Let's start with the easier rules. To check if a number is divisible
by 2 is to simply determine whether the number is even or odd. Any
number ending in 0, 2, 4, 6, or 8, therefore any even number is
divisible by two, any odd number isn't.

Also very simple is divisibility by 5. Any number ending in 0 or 5 is
divisible by 5. This is obvious since the multiples of 5 (0, 5, 10, 15,
20, 25, 30, ....) all end in either 0 or 5.

Divisibility by 10 may be the simplest of all. Any number ending in 0 is divisible by 10. No other number is divisible by 10.

To see if a number is divisible by 4, check the last two digits of the
number. If this two digit number is divisible by 4, the entire number
is. For example, the number 16,232 is divisible by 4 since 32 is
divisible by 4. If a number ends in 00, it is also divisible by 4 since
100, 200, 300, 400, 500, 600, 700, 800, and 900 are all divisible by 4.

Checking if a number is divisible by 8 is similar to the previous
method for divisibility by 4. Except now we check the last 3 digits of
the number. If the 3 digit number is divisible by 8, the entire number
is. For example, 66,512 is divisible by 8 because 512 divided by 8 is
64. This works because 1,000 and any thousand is divisible by 8.

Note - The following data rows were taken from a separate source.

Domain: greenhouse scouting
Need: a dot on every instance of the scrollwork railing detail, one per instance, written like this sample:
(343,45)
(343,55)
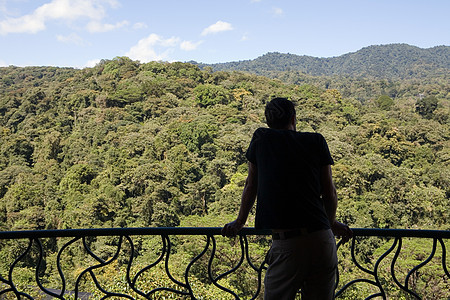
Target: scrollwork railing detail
(125,246)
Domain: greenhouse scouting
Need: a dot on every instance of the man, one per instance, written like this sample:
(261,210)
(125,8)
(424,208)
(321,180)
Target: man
(290,174)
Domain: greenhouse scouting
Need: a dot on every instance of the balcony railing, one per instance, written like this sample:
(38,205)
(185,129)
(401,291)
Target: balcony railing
(371,273)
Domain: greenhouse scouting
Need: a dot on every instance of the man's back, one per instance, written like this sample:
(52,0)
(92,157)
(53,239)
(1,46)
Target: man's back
(289,165)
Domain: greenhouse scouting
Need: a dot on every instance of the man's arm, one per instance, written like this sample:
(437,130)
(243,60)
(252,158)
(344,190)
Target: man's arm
(329,197)
(247,201)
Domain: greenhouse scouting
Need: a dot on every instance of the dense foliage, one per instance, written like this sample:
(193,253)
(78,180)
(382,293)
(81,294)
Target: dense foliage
(126,144)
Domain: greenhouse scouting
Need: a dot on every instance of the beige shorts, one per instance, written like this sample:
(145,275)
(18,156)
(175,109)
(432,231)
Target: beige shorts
(305,262)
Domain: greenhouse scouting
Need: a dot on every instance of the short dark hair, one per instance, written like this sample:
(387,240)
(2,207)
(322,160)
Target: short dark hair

The test for divisibility by 3 is also quite simple. Add the digits of
a number. If the sum is divisible by 3, the entire number is divisible
by 3. In the example in the first paragraph, add the digits of 57,231.
The sum of the numbers is 5 + 7 + 2 + 3 + 1 = 18. We know that 18 is
divisible by 3, so 57,231 is divisible by 3. Likewise, the same kind of
rule holds true for divisibility by 9. If the sum of the digits is
divisible by 9, the entire number is divisible by 9. We know 18 is
divisible by 9, so is 57,231.

Testing for divisibility of 6 is simple once we know how to determine
if a number is divisible by 3. If a number is even and divisible by 3,
then it's also divisible by 6. Therefore 3,168 is divisible by 6, but
2,115 is not.

Another interesting test is for divisibility by 11. Take the number
you are testing and alternately subtract and add the digits. If the
result is 0 or a multiple of 11, then the number is divisible by 11. For
example, take 36,713 and apply the rule (3 - 6 + 7 -1 + 3 = 6).
Therefore 36,713 is not divisible by 11. Now apply the rule to 619,091.
We get 6 - 1 + 9 - 0 + 9 - 1 = 22. Since 22 is divisible by 11, so is
619,091.

Now we get to the most difficult divisibility rule. To test if a
number is divisible by 7, add or subtract a number that is a multiple of
7 to the number you are checking. Try to add or subtract a multiple of 7
so the number you get ends in 0. For example, suppose you want to know
if 6,358 is divisible by 7. If we add 42, which is a multiple of 7, we
get 6,400. We can remove the 0's since we know dividing by 10 doesn't
affect the divisibility of 7. Now we have 64. We know 64 is not
divisible by 7, therefore 6,358 is not divisible by 7.

Let's try one more number to test for divisibility by 7. Suppose we
have 1,106. If we add 14, we get 1,120. Drop the 0 to get 112. Now we
can add 28 (another multiple of 7) to get 140. We know 140 is divisible
by 7 and if not, we drop the 0 to get 14, which is clearly divisible by
7. Therefore 1,106 is divisible by 7.

I have taught many students these rules over the past 14 years, some
come in handy, others are just very interesting bits of information to
the math lover. For all practical purposes we can check if a number is
divisible by another number by simply using our handy calculators. But
for those interested in math, want to get better at math or simply want
to impress someone with quick mental math, these divisibility rules will
come in handy.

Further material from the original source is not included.